不仅如此,铸台上的城墙、街道、水渠,每一处缩比建筑表面都密布着肉眼不可见的刻文,需要放大无数倍才能辨读。
这位扫平六合的帝王,不仅在山腹里倒进了上万机械大军,还将帝国的政治心脏按原比例微缩复刻,一同封锁在这片暗无天日的矿层深处。
挖掘进度刚撕开大秦军武宝库的一角,便直接撞进那座死灭王朝的都城版图。
伦敦泰晤士河南岸。
皮鞋后跟磕在破碎砖石上,踏出干枯的声响。
这件赶制出来的罩袍没有拉链也没有金属按扣,胸前一条麻绳系着死结。
手里握着粗切的橡木手杖。
没了腕表,解了皮革腰带的金属搭扣,甚至鞋面上的金属装饰扣都被人拿钳子剪了个干净。
作为外交部的资深顾问,她这套行头活象十八世纪底层码头工。
周身凉风灌体。
力场的复盖半径四十公里,恰好把大伦敦区套进死囚的枷锁。
现代基础工业在这个圈子内彻底颜面扫地。
通勤铁轨化为烂泥般的红褐锈土。
承重墙内的钢筋膨胀断裂,泰晤士河沿岸的维多利亚风格连排建筑垮得七零八落。
那些高耸在泥潭里的高压电塔,早如风化骨架般齐齐腰折。
远处长街尽头,居民们正用木轮推车载着石块夯筑挡风短墙。
原本仅出现在旅游明信片上的挽马排着队运送粮食,石匠铺与木工作坊门前挤满订单,甚至连弓弩匠人的武器订单都排到了三个月后。
仅仅几个日夜,大不列颠在力场的威压下倒退回前工业手工作坊时代。
那把九点九九英镑的廉价旅游铁剑横放在残砖上。
内务部早把这人的文档查了个底朝天。
一个举报金融机构被反手下套搞到家破人亡的街头流浪汉。
他没有组建议会,不拉帮结派分发传单,更不要提挟持人质。
这几天只靠路人递来的冷制三明治度日。
但首相桌上的弹劾案快堆成山。
四十公里冷兵器禁区,伦敦戊卫师全员沦为烧火棍步兵,白金汉宫在自己国土上成了一块军事真空飞地。
艾琳在十步外停住脚。
艾琳逼着自己不去攥紧手里的橡木杖柄,让语调在妥协与质问间找平衡。
“唐宁街派我来谈谈,毫无防备的装扮也就是最好的见面礼。

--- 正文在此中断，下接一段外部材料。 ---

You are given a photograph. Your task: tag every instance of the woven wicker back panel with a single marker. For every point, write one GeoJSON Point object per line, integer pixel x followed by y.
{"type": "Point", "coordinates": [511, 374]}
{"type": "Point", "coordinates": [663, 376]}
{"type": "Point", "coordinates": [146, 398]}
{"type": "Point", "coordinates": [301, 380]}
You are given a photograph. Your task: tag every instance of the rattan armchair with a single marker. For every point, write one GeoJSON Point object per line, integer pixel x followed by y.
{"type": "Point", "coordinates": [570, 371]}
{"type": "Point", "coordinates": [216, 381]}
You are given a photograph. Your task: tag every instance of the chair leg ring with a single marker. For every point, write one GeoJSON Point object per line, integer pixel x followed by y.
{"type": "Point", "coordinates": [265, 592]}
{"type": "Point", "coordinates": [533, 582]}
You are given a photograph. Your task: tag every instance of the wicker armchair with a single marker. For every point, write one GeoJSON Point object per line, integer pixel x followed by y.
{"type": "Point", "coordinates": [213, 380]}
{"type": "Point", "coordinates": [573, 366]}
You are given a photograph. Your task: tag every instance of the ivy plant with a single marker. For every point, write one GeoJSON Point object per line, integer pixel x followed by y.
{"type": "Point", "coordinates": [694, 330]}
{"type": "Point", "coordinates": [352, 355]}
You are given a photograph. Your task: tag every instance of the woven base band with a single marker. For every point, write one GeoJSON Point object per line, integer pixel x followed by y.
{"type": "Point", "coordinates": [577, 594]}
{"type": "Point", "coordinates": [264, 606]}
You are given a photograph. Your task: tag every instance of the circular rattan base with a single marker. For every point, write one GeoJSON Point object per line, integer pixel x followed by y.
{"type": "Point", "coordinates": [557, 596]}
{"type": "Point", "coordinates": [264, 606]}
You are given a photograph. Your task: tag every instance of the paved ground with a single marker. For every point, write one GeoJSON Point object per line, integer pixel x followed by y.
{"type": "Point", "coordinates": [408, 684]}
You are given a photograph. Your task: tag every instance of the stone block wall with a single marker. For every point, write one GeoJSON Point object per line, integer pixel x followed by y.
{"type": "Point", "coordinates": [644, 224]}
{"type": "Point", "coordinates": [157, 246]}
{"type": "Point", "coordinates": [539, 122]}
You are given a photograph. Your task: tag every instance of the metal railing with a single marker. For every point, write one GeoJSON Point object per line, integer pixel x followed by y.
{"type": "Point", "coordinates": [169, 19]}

”
大风吹过冷寂的河滩。
旅游铁剑的刃口撞击石灰岩台阶发出刺耳噪音。
亚瑟抬起头。
那些在警戒线外化为满地铁屑的长枪短炮,艾琳在监控屏幕上看了没有一万遍也有八千遍。
“阁下,想要什么?”
亚瑟枯枝般的手指摩挲着剑脊,看了看艾琳那可笑的麻绳外套。
他没有急着开口。
沉默在刺骨的冷风中僵持了足足半分钟。